Recursive means defining each term in a sequence by referring back to one or more previous terms. Instead of a direct formula for the

n

th term, a recursive rule tells you how to get the next term from the ones you already know.

A recursive definition of a sequence specifies one or more initial terms (base cases) together with a recurrence relation that expresses each subsequent term $a_n$ as a function of preceding terms $a_{n-1}, a_{n-2}, \ldots$ .

Key Formula

a_n = f(a_{n-1},\, a_{n-2},\, \ldots)\quad \text{with initial term(s) given}

Where:

$a_n$ = The term you want to find
$a_{n-1}, a_{n-2}, \ldots$ = One or more previously computed terms
$f$ = The recurrence relation (rule connecting terms)

How It Works

A recursive definition always has two parts: the starting value(s) and the rule that connects each term to the previous one(s). To find a specific term, you start from the initial value and apply the rule repeatedly.
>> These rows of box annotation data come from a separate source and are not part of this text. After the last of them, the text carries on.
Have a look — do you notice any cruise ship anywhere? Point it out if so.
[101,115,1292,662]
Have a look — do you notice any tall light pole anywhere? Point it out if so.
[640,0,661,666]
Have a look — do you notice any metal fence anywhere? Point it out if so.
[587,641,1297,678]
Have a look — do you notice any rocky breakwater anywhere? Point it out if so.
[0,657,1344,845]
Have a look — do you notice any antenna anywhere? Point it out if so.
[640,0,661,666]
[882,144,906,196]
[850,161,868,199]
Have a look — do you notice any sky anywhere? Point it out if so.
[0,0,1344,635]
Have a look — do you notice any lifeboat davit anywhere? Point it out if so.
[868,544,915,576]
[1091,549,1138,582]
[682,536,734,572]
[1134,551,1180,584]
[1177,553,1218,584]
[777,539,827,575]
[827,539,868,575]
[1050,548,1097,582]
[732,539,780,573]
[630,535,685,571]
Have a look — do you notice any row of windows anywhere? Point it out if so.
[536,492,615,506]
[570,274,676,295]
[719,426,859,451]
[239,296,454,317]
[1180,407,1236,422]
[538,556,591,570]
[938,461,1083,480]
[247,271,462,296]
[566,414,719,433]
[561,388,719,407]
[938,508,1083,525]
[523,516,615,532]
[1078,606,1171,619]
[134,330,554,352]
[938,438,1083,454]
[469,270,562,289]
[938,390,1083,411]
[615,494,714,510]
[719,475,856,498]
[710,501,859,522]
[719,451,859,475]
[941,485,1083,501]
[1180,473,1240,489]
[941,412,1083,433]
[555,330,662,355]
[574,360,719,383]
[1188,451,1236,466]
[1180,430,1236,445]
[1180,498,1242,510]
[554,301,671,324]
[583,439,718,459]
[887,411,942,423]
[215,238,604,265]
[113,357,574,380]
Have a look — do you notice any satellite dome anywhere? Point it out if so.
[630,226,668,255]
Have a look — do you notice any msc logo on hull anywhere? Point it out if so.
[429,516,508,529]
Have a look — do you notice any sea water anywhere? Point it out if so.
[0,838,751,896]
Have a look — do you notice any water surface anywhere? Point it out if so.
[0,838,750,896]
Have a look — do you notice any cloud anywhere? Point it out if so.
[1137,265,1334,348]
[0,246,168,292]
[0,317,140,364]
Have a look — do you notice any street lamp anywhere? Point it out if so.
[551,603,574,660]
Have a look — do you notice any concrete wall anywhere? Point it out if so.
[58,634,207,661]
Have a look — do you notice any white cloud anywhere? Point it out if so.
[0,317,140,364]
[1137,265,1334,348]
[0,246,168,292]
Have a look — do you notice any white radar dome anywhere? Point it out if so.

For example, the Fibonacci sequence is defined recursively:

a_1 = 1

a_2 = 1

, and

a_n = a_{n-1} + a_{n-2}

for

n \geq 3

. You cannot jump directly to the 10th term without computing the terms before it — that is the key distinction between a recursive formula and an explicit (closed-form) formula.

Worked Example

Problem: A sequence is defined recursively by

a_1 = 3

and

a_n = 2a_{n-1} + 1

. Find

a_4

Step 1: Start with the given initial term.

a_1 = 3

Step 2: Apply the rule to find the next term.

a_2 = 2a_1 + 1 = 2(3) + 1 = 7

Step 3: Continue applying the rule for each successive term.

a_3 = 2a_2 + 1 = 2(7) + 1 = 15

Step 4: One more application gives the fourth term.

a_4 = 2a_3 + 1 = 2(15) + 1 = 31

Answer:

a_4 = 31

Why It Matters

Recursive thinking is central to computer science algorithms like sorting and searching, where problems are broken into smaller copies of themselves. In precalculus and discrete math courses, you will encounter recursive definitions for arithmetic sequences, geometric sequences, and the Fibonacci sequence. Understanding recursion also lays the groundwork for mathematical induction proofs.

Common Mistakes

Mistake: Trying to use a recursive formula without knowing the initial term(s).

Correction: A recursive definition is incomplete without its base case. Always identify the starting value(s) before applying the recurrence relation.